The archdeacon, still unsure of the truth behind the rumours of Slope and Eleanor, feels conflicting emotions when he hears on visiting Harding, of the engagement, but is glad of the discomfort it will surely cause Slope. Harding manages to persuade the archdeacon that it would be good if Arabin were to become dean. He and Harding head for Plumstead to consult Gwynne and almost run over Slope, who despite looking as smug as ever, has actually just got his marching orders from the bishop. The archdeacon visits Mrs. Quiverful at the hospital and communicates his good wishes towards her and her husband. He then meets Arabin between St. Ewold's and Plumstead, congratulates him and insists that he must preside at their wedding at Plumstead to make amends for his unfair judgement of Eleanor.

Chapter 51: Mr. Slope bids farewell to the palace and its inhabitants.

Slope receives a letter from Fitzwhiggin to the effect that he will not be dean. He then writes a letter to a rich sugar-refiner's wife in London who has evangelical leanings, hoping that she might become his new patron. The bishop summons him and reprimands him feebly, while Mrs. Proudie censures his behaviour with Signora Neroni. On being dismissed he threatens to publicise how much Proudie is in thrall to his wife, but she surmises correctly that he will not want to let anything relating to his time in Barchester to be published. He is offered and refuses the post of curate of Puddingdale and leaves for London. We then hear that he later married the widowed wife of the sugar-refiner and became an important clergyman. In the bishop's palace all is peaceful as Proudie, even though he is elected to the Lords, has learnt that total submission to his wife in all things is for the best.
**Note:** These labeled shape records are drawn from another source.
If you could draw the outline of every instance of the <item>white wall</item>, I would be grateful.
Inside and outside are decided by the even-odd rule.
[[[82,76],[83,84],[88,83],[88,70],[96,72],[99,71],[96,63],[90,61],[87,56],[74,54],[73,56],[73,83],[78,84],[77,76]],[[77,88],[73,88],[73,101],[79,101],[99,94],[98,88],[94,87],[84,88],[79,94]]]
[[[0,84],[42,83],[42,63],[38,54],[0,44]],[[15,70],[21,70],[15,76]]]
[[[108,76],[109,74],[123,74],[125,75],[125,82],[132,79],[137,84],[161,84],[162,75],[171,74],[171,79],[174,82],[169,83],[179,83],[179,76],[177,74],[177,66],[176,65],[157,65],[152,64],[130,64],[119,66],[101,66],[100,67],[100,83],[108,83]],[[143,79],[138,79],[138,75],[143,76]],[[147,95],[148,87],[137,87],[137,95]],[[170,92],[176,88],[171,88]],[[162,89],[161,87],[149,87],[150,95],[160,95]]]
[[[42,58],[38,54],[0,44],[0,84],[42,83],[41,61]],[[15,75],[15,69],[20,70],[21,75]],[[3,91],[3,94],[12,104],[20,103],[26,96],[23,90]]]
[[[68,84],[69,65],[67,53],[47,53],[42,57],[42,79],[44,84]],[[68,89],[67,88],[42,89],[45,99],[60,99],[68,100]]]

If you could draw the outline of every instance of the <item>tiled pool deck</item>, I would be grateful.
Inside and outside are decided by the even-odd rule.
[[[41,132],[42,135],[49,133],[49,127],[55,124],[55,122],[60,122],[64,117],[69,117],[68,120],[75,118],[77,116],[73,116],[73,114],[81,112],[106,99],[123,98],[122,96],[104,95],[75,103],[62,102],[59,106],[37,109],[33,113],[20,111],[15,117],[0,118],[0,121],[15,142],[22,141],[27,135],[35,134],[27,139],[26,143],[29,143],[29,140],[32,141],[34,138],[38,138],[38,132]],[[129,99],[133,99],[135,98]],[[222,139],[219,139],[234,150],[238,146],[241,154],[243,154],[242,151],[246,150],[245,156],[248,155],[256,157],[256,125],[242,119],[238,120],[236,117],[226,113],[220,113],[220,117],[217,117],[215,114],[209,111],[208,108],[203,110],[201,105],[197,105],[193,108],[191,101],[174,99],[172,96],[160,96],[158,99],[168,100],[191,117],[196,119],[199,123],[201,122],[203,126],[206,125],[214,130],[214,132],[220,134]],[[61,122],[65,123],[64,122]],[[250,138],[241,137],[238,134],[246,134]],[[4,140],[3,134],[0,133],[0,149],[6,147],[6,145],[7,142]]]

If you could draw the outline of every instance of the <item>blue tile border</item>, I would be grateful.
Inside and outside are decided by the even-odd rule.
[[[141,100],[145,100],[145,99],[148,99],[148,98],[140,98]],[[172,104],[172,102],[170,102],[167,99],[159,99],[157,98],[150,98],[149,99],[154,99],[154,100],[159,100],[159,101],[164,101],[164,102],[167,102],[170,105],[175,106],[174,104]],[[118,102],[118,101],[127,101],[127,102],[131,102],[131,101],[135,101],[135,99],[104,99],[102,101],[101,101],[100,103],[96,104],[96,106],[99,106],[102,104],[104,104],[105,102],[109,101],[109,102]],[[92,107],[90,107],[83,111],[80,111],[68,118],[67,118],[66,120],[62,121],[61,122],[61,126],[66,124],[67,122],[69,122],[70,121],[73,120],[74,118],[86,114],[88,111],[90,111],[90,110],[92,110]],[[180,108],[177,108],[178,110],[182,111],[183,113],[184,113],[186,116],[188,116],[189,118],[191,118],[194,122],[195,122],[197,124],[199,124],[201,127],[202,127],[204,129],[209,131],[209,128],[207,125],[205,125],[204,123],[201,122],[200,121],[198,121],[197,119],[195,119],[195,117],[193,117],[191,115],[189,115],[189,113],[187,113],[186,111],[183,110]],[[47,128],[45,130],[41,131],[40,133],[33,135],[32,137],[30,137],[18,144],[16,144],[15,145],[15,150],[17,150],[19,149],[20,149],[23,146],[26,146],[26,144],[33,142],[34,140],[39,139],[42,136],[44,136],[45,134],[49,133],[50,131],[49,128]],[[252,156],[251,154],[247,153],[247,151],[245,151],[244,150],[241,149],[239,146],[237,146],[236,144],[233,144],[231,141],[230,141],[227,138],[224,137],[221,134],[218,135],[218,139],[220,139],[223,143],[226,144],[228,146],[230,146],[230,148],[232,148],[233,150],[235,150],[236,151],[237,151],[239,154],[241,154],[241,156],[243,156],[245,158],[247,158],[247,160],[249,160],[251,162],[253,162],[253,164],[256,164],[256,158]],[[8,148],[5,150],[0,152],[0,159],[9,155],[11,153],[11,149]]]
Chapter 52: The new dean takes possession of the deanery, and the new warden of the hospital.

Harding and the archdeacon go to Oxford and manage to enlist the help of Gwynne in getting Arabin made dean. They then go to London and with a little difficulty succeed in making the necessary arrangements for the appointment with the government departments concerned. Harding and the archdeacon return to Barchester and invite Arabin to come and see them in the Deanery, where they tell him of his appointment. Harding is at last persuaded to live with Eleanor and Arabin in the Deanery. Harding then as an act of good will personally introduces Quiverful to the old men of Hiram's hospital.

Chapter 53: Conclusion.

The archdeacon marries Arabin and Eleanor, who then go abroad for a few months. The Proudies leave the dean and chapter to their own devices. The archdeacon is much relaxed now that Slope is gone. Eleanor becomes more high church after her marriage, something on which she and her sister somewhat differ, although Susan can disregard it as she is so glad that her sister married Arabin and not Slope. Arabin recommences his scholarly works and the Stanhopes go back to Italy, while Harding continues assiduously to carry out his work as precentor of the cathedral and pastor of St. Cuthbert's.